The website Pfandgeben (literally “deposit-giving”), allows those with a bottle surplus to connect with those who need the deposits. “It’s a win-win situation,” says Jonas Kakoschke, who started the website in 2011 as part of his communications degree. “It’s used by small offices and agencies also—even my current coworking space.” The graphic designer and social entrepreneur credits the success of his website to the importance of the human interaction it facilitates: “Rather than just putting their bottles on the street, people want to see the face of the person they’re donating to,” he says.

Meanwhile, the campaign Pfand gehört daneben (roughly “Deposits belong alongside”) began in 2015 to encourage those drinking unterwegs (on the way) to place their bottles next to the garbage, rather than inside the can, allowing those collecting deposits to simply pick them up, instead of sticking their arm into the dirty and potentially dangerous receptacle to find those eight-cent treasures. With 172 million euros’ worth of bottles being thrown away each year, it’s a simple act of solidarity with those less fortunate. Soft drink manufacturer Fritz Kola now has the catchphrase printed on the front of its bottles.

This system hugely affects the culture of how Berliners drink, particularly in the summer, when the parks and canal banks fill up with huddles of socially inclined drinkers. Separating the bottles from the rest of the trash is an accepted act of polite social responsibility—by donating them or leaving them for someone else, the communal activity of drinking with friends almost automatically includes a small donation to the least fortunate in the local neighborhood. For example, at the edge of Tempelhofer Feld, a disused airport whose bike-friendly runways are a popular sunset spot for locals, collection carts sit ready for anyone exiting the park to drop what they’ve drunk. These receptacles are collected by a group of friendly women, whose signs say that their pfand will be donated to help support young people in the local community.

What could have been an inconvenient innovation from the German government, mandating consumer participation in environmental policy, has turned into a way to redistribute money to the needy, keep the city clean and be socially responsible with your recycling. And it’s a boon for Berlin’s drinking population, from the barbecuing family in Volkspark Friedrichshain, to the old men playing boules by the Landwehr canal, to the students sipping lager on the U-Bahn on their way to the club.

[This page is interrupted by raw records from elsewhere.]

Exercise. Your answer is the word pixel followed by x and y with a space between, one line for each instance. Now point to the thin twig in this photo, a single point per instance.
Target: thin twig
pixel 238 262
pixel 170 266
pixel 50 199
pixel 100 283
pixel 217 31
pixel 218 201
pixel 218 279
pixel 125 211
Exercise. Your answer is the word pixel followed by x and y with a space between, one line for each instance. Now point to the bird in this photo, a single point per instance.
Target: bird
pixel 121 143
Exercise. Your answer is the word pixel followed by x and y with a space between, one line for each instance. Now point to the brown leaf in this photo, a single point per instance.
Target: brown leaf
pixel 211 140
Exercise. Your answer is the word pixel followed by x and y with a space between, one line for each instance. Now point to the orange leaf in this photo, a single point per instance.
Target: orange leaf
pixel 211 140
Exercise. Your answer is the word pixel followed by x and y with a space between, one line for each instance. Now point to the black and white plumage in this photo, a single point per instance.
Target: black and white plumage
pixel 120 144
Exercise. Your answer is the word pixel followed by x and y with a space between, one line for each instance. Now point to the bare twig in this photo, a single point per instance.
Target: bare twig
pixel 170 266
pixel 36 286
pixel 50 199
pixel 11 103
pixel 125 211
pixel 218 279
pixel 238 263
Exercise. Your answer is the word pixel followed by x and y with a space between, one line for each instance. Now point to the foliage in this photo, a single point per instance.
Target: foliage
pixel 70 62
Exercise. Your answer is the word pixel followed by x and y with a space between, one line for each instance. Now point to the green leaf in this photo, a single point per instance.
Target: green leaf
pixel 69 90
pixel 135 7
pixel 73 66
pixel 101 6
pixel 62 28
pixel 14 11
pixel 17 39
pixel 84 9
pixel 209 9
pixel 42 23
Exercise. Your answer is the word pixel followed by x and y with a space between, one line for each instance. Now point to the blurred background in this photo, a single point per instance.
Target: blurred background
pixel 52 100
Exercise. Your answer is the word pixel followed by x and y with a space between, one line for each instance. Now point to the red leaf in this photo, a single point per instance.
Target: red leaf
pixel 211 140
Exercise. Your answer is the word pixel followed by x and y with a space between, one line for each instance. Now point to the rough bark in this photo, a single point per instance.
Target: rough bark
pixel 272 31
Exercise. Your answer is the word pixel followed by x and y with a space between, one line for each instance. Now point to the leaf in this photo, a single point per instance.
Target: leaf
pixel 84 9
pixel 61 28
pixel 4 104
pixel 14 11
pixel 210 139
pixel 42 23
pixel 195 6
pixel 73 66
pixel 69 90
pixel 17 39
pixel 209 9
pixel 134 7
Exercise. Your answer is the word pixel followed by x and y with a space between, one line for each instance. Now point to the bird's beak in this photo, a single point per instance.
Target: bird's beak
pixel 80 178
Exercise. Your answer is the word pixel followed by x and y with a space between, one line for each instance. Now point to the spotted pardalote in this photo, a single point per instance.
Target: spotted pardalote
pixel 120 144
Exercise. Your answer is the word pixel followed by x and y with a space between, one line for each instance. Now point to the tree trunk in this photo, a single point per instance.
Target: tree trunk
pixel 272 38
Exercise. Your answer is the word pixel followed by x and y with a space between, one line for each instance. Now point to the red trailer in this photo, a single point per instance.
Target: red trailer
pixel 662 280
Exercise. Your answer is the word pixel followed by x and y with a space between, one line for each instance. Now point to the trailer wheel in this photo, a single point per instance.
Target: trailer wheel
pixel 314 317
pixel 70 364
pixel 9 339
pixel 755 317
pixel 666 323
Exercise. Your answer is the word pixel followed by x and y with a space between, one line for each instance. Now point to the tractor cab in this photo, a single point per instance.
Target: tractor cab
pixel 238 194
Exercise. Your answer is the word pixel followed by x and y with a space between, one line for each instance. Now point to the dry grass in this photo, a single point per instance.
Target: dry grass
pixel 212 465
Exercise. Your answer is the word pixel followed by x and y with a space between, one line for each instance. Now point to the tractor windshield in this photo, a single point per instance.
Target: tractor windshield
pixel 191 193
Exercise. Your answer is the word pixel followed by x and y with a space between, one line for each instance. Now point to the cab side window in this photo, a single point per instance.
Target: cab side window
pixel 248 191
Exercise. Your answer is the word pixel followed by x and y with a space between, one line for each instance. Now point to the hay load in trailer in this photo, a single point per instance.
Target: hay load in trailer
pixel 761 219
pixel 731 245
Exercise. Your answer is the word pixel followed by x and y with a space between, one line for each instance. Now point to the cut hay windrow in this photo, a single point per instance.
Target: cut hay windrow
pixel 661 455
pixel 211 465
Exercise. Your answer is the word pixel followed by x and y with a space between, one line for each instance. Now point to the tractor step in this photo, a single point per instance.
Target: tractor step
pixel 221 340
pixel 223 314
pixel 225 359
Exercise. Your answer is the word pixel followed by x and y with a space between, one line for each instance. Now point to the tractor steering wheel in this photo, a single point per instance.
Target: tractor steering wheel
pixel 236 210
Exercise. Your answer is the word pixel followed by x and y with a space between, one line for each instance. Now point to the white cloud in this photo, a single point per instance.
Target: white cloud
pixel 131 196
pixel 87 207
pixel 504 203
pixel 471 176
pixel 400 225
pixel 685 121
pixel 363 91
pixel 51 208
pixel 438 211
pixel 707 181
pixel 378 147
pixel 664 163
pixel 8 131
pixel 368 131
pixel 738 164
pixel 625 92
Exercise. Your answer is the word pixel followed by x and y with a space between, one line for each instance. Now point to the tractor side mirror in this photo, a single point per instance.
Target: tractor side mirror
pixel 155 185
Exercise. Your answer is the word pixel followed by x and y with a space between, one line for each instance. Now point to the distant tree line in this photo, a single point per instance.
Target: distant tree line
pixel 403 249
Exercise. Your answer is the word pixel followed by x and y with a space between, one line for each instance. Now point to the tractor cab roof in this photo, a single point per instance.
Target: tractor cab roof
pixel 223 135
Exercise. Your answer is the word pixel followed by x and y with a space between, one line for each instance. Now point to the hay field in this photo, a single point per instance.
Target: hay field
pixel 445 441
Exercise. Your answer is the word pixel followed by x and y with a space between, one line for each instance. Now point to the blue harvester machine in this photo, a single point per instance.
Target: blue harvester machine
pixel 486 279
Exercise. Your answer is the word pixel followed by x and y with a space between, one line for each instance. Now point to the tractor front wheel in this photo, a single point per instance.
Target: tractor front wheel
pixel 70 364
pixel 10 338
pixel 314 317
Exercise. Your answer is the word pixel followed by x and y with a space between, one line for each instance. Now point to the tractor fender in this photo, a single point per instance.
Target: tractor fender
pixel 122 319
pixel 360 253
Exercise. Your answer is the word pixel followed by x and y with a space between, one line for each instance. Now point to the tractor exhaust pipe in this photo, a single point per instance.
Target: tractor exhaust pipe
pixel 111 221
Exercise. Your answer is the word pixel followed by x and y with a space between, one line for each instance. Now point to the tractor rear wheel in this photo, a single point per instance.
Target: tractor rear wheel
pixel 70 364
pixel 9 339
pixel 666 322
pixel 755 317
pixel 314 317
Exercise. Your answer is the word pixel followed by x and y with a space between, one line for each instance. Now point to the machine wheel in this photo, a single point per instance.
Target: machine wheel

Photo 1: a box where bottles can be left at Berlin's Tempelhofer Feld, labeled "Thanks for the empties for young disabled people!"
Photo 2: Anthony and Tino with their pre-party bottles.

Local Taste: JUST SCRAPPING BY

One bottle and can at a time, scrappers across New York City collect discarded containers to turn a profit at recycling redemption centers, making a meager living a nickel at a time (far less than the pfand offered by the German government). Can collecting as we know it became a “thing” in 1982, when New York enacted its Bottle Bill, as part of environmental conservation legislation to incentivize recycling across the city, to reduce litter and ease the burden on solid waste facilities.